Written as the tumultuous and consequential 2020 electoral campaign was winding to a close, I note that almost no discussion of the role of our universities in American life had occurred during the campaign. Trump partisans could have spoken about the lack of ideological diversity in American universities and argued that federal policies largely enacted by Democratic congresses and administrations had caused the tuition explosion that put so many into massive student loan debt.

Biden supporters could have spoken about how higher education holds the key to economic progress, and that offering free college would work to reduce income inequality, especially between races. They could have called for a massive expansion of the Pell Grant program and other ways to expand college access.

Yet very little was said during the campaign about any of these things (or such other issues of policy disagreement as foreign policy). Contrast that to 2016, when, for example, Hillary Clinton would speak about higher education access in many stump speeches. The conventional explanation for the neglect of higher education in 2020 was that Covid-19 crowded out discussion of most issues. It became Joe Biden’s major talking point, to the point that he spoke about virtually nothing else in the latter days of the campaign, if national news accounts accurately reflect his actual campaign utterances. Perhaps something was said by one of the candidates during the two presidential debates, but if so, I do not recall it and it certainly was not consequential.

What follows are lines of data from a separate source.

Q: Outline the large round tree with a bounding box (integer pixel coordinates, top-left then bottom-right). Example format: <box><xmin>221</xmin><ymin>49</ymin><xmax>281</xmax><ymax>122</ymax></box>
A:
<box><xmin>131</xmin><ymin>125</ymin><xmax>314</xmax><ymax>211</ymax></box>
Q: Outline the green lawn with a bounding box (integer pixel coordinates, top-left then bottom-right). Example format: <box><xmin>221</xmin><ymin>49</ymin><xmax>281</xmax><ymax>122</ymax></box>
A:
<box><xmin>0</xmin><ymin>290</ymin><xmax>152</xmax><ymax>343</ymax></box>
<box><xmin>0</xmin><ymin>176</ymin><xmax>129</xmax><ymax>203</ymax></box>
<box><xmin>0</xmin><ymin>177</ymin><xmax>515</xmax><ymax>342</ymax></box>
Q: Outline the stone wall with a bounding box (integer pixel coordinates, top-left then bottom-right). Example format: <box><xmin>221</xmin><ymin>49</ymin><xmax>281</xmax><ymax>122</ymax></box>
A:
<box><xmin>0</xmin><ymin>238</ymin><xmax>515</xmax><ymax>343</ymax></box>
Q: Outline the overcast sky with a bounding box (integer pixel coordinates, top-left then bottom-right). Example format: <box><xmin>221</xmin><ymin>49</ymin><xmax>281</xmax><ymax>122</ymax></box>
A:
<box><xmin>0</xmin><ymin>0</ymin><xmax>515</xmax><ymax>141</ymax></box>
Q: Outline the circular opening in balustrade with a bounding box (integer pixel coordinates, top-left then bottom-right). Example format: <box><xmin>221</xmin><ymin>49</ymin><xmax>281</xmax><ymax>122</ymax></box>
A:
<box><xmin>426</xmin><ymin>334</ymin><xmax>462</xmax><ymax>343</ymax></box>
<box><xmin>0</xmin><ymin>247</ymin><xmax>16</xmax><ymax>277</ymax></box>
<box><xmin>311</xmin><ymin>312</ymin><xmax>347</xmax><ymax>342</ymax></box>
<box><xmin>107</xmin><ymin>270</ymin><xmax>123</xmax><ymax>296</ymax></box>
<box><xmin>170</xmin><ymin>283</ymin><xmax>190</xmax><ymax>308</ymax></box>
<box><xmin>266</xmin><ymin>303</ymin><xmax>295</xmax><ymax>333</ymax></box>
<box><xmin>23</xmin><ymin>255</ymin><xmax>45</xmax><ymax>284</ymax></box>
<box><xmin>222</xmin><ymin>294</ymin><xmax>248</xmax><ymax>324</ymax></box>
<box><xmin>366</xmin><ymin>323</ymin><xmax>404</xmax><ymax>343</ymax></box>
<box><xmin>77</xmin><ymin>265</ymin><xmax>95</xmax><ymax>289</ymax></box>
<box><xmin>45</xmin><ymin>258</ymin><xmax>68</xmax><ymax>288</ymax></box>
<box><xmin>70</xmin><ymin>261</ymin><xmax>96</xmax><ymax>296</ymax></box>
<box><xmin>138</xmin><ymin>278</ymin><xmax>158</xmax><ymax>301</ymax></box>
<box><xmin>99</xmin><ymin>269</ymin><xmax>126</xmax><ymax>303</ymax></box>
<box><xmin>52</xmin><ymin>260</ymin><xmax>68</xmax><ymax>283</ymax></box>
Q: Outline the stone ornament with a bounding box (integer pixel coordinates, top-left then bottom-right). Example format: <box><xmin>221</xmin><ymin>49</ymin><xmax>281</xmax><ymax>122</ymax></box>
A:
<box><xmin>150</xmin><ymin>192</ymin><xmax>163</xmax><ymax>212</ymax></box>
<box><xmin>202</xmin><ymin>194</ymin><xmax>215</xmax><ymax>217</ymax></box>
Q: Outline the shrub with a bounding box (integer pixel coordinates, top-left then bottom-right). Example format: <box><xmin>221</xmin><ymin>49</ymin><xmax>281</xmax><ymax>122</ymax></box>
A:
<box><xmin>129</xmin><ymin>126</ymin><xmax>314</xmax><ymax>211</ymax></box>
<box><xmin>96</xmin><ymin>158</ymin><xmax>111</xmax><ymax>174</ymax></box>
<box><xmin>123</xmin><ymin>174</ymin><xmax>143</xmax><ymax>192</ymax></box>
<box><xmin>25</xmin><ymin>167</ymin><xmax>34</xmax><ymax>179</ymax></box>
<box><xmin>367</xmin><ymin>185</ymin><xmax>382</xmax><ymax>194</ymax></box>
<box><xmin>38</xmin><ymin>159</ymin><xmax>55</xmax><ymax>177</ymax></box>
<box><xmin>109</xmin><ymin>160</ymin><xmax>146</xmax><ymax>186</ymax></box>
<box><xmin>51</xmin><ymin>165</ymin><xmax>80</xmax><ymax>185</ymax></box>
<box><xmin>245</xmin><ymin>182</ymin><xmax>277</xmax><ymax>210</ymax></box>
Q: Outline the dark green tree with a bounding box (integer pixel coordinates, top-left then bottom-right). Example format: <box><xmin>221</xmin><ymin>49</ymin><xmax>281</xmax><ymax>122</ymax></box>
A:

But part of the reason for the non-emphasis on higher education may be its decline in importance in American life. The proportion of the American population attending college this fall is probably almost 20% smaller than it was a decade ago, partly because of the coronavirus but at least equally because of other factors, including an increasing skepticism that a university degree is a good value proposition.

Particularly relevant are the increasing negative attitudes of Americans towards colleges and universities. Polling data show declining public support. Campus protests and the ascendant Cancel Culture has infuriated conservative Americans and annoyed many moderates, while polling data show somewhat smaller but real erosion in support among liberals. Americans of all stripes have found massive fee increases until recently hard to accept, particularly as they read of conspicuous consumption in some aspects of collegiate life, such high salaries of football coaches and ever more luxurious recreational and housing facilities.

Both Trump and Biden themselves are university graduates (Trump: University of Pennsylvania, Biden: University of Delaware and Syracuse for law school) who sent their adult children to good, expensive private universities (Trump’s: Penn and Georgetown, Biden’s: Georgetown, Yale, Penn, Syracuse and Tulane). Some 20 of the 21 presidents in office since 1900 were college graduates, the sole exception being Harry Truman. In the last one-third of a century, not only did every major candidate for the presidency have a college degree (at a time when a majority of adult Americans still did not), but increasingly they attended elite Ivy League schools like Yale, Columbia, Penn, even England’s Oxford. If elected, Biden would be the first non-Ivy League educated president of the 21st century. America has been becoming a bit like England, where an Oxbridge degree is commonplace amongst Prime Ministers, and personal acquaintance with the academic aristocracy is a near-must.

Wannabe presidents are degree laden as well. I researched the four leaders of each political party in Congress, as well as the governors of the 10 most populous states. All 18 were college graduates, most having a graduate or law degree; two-thirds attended at least one private school (Pennsylvania Governor Tom Wolf had degrees from three, including a Ph.D. from MIT).

America’s political leaders are highly educated and their public consciousness was largely formulated in their collegiate years, but they face an electorate that, while more educated than ever, is also having more reservations about how higher education works in America. Still, modern American intellectual thought and its increasingly progressive (some would say radical) strains has arisen largely out of the campus environment, so sympathetic politicians will probably see that the universities receive all the public support they need, and perhaps even more than they deserve.